東北地方整備局は2025年度に実施した国管理道路の路面下空洞調査状況をまとめた=表参照。25年度は管理延長全体の約2割に当たる568キロで調査し、181カ所の空洞を確認した。このうち補修済みは35カ所。未補修の箇所は空洞の拡大状況と社会的影響の度合いなどを考慮し、補修や経過観察といった対応を取る。
8月上旬に各県で開いた県地下占有物等連絡会議で報告した。同会議は県道路メンテナンス会議の下部組織。25年1月に埼玉県八潮市で発生した下水道管の破損に起因する大規模道路陥没事故後、初年度の調査となった。
国道を対象とした路面下空洞調査は、5年に一度の頻度で電磁波を用いて実施している。今回、スコープなどによる詳細調査を行った結果、岩手(125カ所)と宮城(45カ所)で空洞を多く確認した。
このほか25年度に各管理者が実施した地下占有物の点検状況を見ると、電力施設の洞道は6県9カ所で点検し、不具合はゼロ。同じくマンホールは2169カ所を調査し、青森県内の6カ所で不具合があり、全て対応済み。
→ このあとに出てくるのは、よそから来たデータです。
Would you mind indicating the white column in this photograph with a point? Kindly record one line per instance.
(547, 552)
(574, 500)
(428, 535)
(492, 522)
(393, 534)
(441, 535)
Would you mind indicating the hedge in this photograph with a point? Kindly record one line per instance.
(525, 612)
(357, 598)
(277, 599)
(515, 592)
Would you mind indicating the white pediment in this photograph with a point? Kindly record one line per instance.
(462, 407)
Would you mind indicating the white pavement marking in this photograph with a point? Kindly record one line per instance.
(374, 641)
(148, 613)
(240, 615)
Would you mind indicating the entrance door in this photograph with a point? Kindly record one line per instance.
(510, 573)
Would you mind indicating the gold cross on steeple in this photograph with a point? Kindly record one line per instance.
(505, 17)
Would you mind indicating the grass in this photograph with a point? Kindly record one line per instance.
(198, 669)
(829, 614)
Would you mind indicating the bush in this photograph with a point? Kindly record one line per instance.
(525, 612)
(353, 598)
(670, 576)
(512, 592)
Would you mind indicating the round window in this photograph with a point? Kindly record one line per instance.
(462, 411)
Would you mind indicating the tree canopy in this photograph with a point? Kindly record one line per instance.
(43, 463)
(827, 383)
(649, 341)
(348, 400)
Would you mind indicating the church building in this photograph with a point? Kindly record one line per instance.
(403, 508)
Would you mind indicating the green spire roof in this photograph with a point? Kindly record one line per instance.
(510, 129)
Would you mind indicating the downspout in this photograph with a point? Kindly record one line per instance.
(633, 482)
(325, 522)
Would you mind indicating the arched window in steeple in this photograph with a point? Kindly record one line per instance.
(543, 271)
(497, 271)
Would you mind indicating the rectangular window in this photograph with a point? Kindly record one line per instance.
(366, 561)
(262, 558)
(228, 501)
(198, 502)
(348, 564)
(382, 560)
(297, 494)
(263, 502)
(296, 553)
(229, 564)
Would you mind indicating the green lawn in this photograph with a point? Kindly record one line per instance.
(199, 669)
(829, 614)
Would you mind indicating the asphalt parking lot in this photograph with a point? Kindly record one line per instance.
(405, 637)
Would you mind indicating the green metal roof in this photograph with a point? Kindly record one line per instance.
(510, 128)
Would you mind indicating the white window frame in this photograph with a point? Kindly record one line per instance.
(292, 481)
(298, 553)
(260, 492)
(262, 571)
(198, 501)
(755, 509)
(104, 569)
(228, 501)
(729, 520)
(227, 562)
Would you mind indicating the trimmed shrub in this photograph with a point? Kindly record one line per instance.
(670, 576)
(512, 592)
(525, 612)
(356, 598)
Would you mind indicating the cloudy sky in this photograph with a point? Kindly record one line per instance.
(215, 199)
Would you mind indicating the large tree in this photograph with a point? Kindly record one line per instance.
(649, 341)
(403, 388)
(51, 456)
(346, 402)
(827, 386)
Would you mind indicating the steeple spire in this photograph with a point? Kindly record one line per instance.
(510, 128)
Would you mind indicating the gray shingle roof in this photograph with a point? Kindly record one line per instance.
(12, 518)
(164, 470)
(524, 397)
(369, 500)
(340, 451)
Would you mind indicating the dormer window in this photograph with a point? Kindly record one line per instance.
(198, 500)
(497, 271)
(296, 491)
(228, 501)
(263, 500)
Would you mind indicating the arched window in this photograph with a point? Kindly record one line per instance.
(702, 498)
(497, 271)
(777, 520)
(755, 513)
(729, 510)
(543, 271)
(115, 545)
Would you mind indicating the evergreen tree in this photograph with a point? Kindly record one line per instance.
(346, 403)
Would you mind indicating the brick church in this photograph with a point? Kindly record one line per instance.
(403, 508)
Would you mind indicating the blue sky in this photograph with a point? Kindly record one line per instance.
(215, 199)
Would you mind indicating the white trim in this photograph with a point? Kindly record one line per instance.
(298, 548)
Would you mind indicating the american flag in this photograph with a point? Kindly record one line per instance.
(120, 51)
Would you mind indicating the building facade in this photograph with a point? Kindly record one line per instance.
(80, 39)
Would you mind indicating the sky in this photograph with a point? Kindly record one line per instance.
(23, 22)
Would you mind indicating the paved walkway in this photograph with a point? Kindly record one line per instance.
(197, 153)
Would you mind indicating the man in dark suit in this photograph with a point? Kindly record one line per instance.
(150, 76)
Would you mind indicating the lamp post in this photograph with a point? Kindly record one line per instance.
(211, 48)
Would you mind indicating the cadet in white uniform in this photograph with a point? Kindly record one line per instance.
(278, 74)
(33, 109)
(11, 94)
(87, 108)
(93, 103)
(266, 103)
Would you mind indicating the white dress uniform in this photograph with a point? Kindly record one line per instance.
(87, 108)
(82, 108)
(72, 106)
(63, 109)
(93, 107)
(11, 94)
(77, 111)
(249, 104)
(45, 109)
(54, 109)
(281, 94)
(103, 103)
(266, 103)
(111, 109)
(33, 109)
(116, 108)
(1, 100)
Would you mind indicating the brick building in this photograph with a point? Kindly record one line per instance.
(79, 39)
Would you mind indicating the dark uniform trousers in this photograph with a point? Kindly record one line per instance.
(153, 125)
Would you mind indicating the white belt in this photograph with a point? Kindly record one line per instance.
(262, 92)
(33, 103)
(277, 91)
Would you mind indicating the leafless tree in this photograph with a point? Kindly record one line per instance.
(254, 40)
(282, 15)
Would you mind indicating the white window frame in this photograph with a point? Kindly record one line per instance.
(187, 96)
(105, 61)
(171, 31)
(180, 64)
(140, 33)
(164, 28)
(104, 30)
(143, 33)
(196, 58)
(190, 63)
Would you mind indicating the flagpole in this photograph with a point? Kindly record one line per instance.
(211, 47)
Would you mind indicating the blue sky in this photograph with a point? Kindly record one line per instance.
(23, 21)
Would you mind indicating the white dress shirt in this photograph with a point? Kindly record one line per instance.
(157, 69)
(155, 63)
通信施設は洞道、マンホールとも不具合箇所はなかった。
ガス施設は6県3587キロで点検を行い、75カ所の不具合を確認。ほぼ措置済みで、秋田の7カ所のみこれから対応する。
水道施設(上水道と簡易水道)は、6県4万9024キロを点検(宮城・山形・福島は巡視延長と漏水調査延長の合算)。不具合3921カ所のうち、措置済みは2792カ所。
下水道は6県1697キロで点検し、約25キロで不具合を確認。このうち措置済みは約2・8キロにとどまる。
電信柱は6県58本で不具合があり、25年度に11本を措置。残る47本は25年度以降に対応するとした。電力柱については25年度に不具合処置箇所はなかった。